2. +++ b/core/lib/Drupal/Core/EventSubscriber/AuthenticationMethodCheckSubscriber.php
   @@ -0,0 +1,76 @@
   +   * Constructs a new authentictaino method check.
   

   Minor: typo

3. +++ b/core/lib/Drupal/Core/EventSubscriber/AuthenticationMethodCheckSubscriber.php
   @@ -0,0 +1,76 @@
   +    // @todo: Collect list of providers in a compiler pass and inject them into
   

   Do we need a follow up for this todo? if there is one, can we update the d.o URL?

4. +++ b/core/lib/Drupal/Core/EventSubscriber/AuthenticationMethodCheckSubscriber.php
   @@ -0,0 +1,76 @@
   +   * Checks whether authentication was performed with a method allowed on the route.
   

   More than 80 chars?

5. +++ b/core/modules/basic_auth/src/Authentication/Provider/BasicAuth.php
   @@ -152,4 +158,32 @@ public function handleException(GetResponseForExceptionEvent $event) {
   +  protected function hasCredentials(Request $request) {
   

   Why isn't this part of applies()? do we really need a new method here?

Re #171: I still think the AnonymousUserSession / UserSession should be used for authentication instead of the User entity. This decouples the authentication system from the entity system and keeps code less complex.
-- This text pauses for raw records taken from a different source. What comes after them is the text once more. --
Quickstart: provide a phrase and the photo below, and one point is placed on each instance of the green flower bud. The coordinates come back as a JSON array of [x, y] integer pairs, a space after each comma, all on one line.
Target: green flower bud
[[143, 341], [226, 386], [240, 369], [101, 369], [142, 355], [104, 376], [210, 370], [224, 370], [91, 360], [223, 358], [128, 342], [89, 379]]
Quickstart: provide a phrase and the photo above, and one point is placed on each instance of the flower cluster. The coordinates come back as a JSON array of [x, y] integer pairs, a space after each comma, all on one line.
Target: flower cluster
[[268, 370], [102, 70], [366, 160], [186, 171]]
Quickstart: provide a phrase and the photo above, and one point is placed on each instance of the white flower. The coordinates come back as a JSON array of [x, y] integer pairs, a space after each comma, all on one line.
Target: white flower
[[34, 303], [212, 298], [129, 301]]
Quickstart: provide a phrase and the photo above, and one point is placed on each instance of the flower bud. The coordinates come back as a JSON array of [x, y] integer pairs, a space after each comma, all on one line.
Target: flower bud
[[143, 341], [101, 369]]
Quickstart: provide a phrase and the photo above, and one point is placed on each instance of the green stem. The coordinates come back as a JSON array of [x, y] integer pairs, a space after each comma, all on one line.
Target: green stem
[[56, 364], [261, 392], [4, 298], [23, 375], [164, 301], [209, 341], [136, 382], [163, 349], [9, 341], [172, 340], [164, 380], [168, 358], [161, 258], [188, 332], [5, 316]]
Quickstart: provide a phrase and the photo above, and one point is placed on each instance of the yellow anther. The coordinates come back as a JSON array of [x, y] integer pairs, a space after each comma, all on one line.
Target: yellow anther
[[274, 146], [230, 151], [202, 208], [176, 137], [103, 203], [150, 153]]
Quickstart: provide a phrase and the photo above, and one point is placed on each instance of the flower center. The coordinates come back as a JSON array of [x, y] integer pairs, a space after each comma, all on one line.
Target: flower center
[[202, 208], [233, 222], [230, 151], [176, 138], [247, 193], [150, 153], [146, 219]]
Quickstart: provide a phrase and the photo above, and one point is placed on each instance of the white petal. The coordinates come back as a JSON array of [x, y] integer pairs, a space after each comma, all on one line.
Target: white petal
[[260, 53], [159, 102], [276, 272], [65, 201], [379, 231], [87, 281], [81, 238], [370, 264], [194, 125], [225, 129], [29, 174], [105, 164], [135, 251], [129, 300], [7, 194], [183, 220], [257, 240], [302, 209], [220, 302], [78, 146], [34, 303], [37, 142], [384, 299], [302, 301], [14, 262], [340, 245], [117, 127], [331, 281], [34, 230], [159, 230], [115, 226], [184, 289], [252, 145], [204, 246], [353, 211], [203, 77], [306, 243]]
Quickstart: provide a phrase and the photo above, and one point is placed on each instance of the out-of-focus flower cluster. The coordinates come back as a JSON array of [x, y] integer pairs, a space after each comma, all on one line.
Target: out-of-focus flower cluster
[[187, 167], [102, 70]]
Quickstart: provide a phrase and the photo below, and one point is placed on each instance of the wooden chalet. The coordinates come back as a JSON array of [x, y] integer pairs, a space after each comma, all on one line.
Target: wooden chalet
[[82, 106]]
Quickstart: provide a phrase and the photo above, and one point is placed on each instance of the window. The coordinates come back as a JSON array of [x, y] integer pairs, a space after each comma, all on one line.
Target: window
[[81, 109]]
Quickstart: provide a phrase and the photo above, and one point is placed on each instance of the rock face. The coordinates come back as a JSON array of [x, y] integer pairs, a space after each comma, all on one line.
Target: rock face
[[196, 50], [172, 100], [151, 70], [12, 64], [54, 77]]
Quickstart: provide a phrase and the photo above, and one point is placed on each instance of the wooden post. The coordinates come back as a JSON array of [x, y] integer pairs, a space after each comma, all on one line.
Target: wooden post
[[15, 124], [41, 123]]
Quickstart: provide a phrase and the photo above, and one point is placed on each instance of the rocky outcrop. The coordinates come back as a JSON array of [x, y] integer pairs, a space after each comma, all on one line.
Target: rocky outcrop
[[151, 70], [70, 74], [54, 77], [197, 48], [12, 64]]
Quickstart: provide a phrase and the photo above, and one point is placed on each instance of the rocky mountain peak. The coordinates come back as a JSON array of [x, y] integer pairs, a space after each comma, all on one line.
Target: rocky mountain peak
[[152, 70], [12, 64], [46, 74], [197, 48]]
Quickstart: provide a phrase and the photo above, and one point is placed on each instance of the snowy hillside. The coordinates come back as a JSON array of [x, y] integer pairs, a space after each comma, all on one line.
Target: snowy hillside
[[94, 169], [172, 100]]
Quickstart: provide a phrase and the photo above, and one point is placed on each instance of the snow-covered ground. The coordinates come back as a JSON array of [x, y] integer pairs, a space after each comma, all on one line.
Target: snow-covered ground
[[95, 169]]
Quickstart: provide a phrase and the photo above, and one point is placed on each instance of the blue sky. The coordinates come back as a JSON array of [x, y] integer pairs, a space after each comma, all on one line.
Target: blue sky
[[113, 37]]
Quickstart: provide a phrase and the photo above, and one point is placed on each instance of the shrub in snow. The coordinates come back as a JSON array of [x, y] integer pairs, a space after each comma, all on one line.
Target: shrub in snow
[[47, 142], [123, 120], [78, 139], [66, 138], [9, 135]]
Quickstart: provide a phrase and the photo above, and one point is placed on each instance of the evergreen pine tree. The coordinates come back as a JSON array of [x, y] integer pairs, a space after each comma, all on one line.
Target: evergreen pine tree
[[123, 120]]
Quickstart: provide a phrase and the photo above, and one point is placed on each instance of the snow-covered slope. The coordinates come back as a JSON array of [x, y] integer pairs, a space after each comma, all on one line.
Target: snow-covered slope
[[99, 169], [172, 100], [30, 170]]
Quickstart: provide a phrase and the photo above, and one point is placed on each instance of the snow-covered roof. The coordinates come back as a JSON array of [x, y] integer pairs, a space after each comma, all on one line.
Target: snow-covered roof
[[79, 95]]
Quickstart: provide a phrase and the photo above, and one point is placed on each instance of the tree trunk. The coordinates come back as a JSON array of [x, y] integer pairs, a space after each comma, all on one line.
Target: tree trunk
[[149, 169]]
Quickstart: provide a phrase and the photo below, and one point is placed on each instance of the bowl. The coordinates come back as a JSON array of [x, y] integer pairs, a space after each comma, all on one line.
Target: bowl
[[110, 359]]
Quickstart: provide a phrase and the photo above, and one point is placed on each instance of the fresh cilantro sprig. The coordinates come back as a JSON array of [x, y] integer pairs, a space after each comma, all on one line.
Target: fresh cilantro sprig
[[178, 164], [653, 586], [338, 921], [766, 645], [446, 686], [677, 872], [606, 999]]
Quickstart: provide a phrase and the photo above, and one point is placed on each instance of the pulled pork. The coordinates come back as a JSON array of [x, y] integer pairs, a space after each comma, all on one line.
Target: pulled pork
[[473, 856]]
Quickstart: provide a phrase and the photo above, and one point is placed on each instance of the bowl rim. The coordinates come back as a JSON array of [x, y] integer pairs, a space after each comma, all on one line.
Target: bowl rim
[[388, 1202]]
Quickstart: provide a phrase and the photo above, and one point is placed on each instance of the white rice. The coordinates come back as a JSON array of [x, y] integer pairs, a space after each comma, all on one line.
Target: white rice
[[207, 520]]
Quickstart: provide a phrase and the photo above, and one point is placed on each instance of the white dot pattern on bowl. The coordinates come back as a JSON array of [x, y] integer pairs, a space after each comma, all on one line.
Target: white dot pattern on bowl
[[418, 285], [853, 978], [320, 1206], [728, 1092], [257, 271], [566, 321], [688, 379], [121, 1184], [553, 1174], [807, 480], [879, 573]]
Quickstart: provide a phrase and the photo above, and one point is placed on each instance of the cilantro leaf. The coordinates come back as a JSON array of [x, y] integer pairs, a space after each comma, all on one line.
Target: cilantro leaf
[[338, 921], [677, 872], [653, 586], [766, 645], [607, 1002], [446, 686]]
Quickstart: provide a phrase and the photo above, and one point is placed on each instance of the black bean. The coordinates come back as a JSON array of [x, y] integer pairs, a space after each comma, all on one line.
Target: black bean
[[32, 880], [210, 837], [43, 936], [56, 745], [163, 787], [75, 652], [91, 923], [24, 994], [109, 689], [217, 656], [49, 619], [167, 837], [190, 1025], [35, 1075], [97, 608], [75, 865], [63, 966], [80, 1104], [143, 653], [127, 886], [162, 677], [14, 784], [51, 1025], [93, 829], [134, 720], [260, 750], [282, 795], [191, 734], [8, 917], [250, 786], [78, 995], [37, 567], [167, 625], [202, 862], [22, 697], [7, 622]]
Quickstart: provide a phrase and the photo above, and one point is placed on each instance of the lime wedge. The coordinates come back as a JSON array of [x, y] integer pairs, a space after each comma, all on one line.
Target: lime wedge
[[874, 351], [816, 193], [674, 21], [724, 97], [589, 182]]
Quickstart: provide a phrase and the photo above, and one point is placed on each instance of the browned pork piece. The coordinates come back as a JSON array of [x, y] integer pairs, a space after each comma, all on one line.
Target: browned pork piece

We could re-purpose the (Anonymous)UserSession into value objects to represent sessions as the name implies. We don't have to pollute the AccountInterface with getAuthenticationMethod/setAuthenticationMethod since it's not needed there, just extend a UserSessionInterface from it to hold those methods, then AuthenticationProviderInterface::authenticate() would return an instance of UserSessionInterface

1. +++ b/core/lib/Drupal/Core/Authentication/AuthenticationProviderAccessInterface.php
   @@ -0,0 +1,37 @@
   +   *
   +   * @var \Symfony\Component\HttpFoundation\Request
   +   *   The request.
   +   *
   

   This should be @param.

2. +++ b/core/lib/Drupal/Core/Authentication/AuthenticationProviderAccessInterface.php
   @@ -0,0 +1,37 @@
   +  /**
   +   * Checks whether the authentication method is allowed on a given route/path.
   +   *
   +   * While authentication itself is run before routing, this method is called
   +   * after routing, hence RouteMatch is available and can be used to inspect
   +   * route options.
   +   *
   +   * @var \Symfony\Component\HttpFoundation\Request
   +   *   The request.
   +   *
   +   * @return bool
   ...
   +   *   FALSE.
   +   */
   +  public function access(Request $request);
   

   I'm not sure if "access" is a good name here. Maybe "isAllowed()" instead?
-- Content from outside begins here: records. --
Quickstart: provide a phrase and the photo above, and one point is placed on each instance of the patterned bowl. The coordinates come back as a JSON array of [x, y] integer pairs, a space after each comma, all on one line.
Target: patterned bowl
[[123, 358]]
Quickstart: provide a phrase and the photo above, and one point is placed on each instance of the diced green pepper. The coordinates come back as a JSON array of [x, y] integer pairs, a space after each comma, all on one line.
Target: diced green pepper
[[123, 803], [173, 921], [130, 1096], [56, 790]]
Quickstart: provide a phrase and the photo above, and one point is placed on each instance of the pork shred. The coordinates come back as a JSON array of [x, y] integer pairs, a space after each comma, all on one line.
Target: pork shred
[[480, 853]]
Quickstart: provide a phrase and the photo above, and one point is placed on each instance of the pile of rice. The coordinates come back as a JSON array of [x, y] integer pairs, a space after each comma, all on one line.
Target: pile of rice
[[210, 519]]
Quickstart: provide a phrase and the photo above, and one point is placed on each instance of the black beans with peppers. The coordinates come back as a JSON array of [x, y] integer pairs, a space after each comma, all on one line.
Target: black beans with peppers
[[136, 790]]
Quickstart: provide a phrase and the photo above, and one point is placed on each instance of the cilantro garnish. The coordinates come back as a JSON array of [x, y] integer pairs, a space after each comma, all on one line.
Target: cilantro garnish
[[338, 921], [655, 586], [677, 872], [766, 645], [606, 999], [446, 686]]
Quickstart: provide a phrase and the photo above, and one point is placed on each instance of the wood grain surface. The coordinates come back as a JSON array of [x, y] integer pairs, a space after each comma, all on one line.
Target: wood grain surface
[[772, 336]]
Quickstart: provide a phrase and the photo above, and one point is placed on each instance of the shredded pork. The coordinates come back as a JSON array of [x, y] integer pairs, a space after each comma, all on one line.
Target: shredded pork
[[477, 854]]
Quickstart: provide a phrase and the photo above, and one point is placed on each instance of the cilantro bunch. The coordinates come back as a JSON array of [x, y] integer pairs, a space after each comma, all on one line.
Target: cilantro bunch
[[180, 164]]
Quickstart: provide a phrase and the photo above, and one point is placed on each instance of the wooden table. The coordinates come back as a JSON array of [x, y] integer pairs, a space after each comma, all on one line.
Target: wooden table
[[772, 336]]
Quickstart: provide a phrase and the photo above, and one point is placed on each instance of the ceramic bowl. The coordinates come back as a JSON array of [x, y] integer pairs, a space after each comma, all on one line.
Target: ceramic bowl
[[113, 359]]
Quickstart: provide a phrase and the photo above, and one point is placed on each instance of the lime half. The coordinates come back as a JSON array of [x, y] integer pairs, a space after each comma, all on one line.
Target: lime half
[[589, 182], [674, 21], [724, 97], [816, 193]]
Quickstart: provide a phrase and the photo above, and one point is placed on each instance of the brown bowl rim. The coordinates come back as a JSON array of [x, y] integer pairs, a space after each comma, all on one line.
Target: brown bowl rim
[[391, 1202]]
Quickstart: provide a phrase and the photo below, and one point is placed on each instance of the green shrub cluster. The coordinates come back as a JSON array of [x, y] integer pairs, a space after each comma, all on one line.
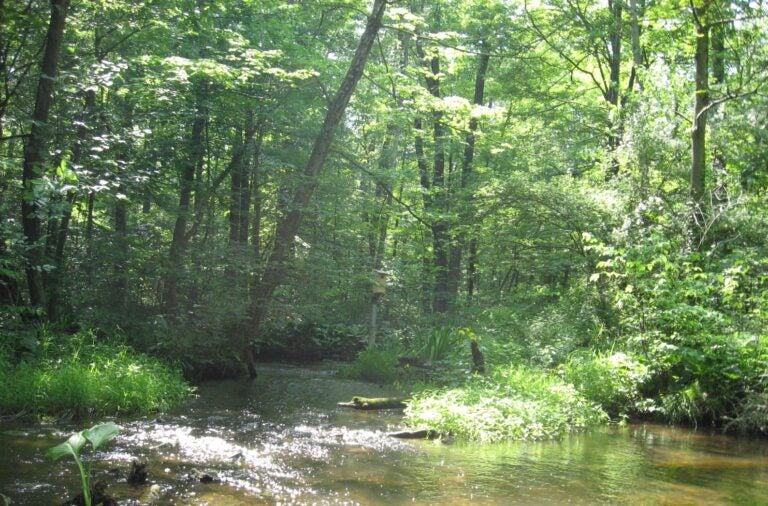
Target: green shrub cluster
[[372, 364], [302, 340], [514, 403], [612, 380], [79, 376]]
   @return should say "TRUE if this authentication method is allowed ..."

3. +++ b/core/lib/Drupal/Core/Session/AccountProxy.php
   @@ -75,10 +52,17 @@ public function setAccount(AccountInterface $account) {
   +        // After the container is rebuilt, DrupalKernel sets the initial
   +        // account to the id of the logged in user. This is necessary in order
   +        // to refresh the user account reference here.
   +        $this->account = \Drupal::entityManager()->getStorage('user')->load($this->initialAccountId);
   

   Could you add a comment here why we cannot inject the user storage here and must call the global \Drupal?

Otherwise looks like an improvement to me and the changes to the REST tests look fine.
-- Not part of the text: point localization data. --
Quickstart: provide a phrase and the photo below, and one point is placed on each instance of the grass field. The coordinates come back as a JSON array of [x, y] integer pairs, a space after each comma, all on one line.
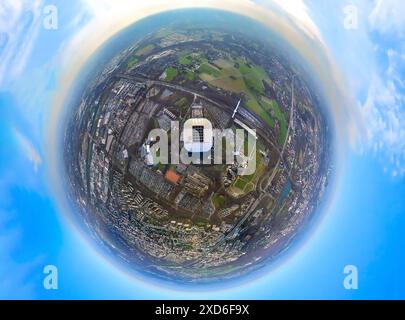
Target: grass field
[[185, 60], [237, 75], [145, 50], [132, 61], [218, 200], [171, 73], [272, 107]]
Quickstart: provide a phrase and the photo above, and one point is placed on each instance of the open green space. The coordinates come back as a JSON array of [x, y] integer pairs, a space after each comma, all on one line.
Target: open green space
[[272, 107], [185, 60], [132, 61]]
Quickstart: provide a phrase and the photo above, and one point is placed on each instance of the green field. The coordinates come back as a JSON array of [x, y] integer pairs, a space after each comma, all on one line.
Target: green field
[[258, 109], [132, 61], [181, 103], [185, 60], [171, 73], [190, 75], [240, 76], [145, 50]]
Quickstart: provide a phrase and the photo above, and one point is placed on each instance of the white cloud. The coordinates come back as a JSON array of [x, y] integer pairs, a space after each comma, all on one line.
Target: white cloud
[[384, 109], [29, 150], [388, 17], [20, 23]]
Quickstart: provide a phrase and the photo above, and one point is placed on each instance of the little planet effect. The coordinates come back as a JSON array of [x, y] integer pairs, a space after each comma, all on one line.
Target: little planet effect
[[198, 152]]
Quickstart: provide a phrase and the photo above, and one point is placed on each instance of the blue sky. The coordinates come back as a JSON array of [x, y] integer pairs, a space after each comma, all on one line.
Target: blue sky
[[364, 225]]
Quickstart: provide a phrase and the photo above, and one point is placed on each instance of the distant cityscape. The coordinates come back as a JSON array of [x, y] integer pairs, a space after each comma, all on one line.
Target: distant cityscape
[[197, 222]]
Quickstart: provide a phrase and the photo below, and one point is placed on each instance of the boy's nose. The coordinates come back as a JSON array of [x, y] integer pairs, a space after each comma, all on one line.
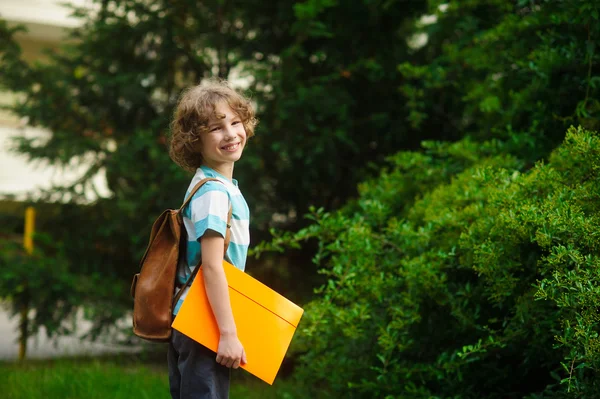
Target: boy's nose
[[229, 133]]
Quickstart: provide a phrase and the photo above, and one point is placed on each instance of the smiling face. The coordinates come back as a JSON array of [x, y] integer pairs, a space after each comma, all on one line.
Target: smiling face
[[225, 139]]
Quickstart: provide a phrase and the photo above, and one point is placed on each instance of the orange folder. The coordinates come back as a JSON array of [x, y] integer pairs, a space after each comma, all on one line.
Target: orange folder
[[265, 320]]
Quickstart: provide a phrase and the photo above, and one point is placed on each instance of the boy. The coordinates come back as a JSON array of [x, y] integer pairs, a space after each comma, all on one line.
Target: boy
[[209, 131]]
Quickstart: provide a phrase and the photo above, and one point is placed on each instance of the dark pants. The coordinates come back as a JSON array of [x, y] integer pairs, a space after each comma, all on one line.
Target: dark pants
[[193, 371]]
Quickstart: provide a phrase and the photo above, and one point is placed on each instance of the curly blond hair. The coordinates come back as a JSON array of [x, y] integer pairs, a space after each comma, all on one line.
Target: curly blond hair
[[194, 108]]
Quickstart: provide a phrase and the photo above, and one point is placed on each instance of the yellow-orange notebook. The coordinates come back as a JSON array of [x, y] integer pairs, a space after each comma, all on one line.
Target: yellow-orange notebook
[[265, 320]]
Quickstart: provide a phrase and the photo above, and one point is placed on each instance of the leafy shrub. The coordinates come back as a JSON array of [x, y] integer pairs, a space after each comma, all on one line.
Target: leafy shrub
[[457, 274]]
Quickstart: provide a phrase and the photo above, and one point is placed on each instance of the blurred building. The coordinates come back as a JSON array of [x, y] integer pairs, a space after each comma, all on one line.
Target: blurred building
[[48, 23]]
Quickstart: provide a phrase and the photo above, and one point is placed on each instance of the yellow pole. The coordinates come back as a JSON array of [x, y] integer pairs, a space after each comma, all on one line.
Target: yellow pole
[[28, 246], [29, 229]]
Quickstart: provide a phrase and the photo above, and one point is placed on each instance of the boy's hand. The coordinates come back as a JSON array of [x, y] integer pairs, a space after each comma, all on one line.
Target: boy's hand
[[230, 352]]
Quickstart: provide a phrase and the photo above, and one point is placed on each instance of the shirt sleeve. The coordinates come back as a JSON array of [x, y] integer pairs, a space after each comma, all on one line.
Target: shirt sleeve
[[209, 209]]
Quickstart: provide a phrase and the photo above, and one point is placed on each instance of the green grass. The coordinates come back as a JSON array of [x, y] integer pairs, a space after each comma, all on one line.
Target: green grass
[[110, 379]]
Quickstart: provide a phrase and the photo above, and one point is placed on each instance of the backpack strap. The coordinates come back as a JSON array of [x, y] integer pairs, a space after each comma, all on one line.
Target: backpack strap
[[227, 234]]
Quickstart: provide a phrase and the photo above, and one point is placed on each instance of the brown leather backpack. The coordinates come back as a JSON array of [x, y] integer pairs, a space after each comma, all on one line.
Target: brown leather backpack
[[153, 287]]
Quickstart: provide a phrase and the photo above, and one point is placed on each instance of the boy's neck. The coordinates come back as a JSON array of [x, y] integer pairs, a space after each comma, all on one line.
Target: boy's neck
[[223, 169]]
1. +++ b/core/lib/Drupal/Core/EventSubscriber/AuthenticationSubscriber.php
   @@ -7,71 +7,139 @@
   +    // The priority for authentictaion must be higher than the highest event
   

   typo.

2. +++ b/core/modules/basic_auth/src/Authentication/Provider/BasicAuth.php
   @@ -131,25 +132,14 @@ public function authenticate(Request $request) {
   +    global $base_url;
   

   you should be able to get this from the request context, getCompleteBaseUrl()

This is hard to follow. The tables seem to have different labels and structure.

Can you bold the items that demonstrate the differences / bugs?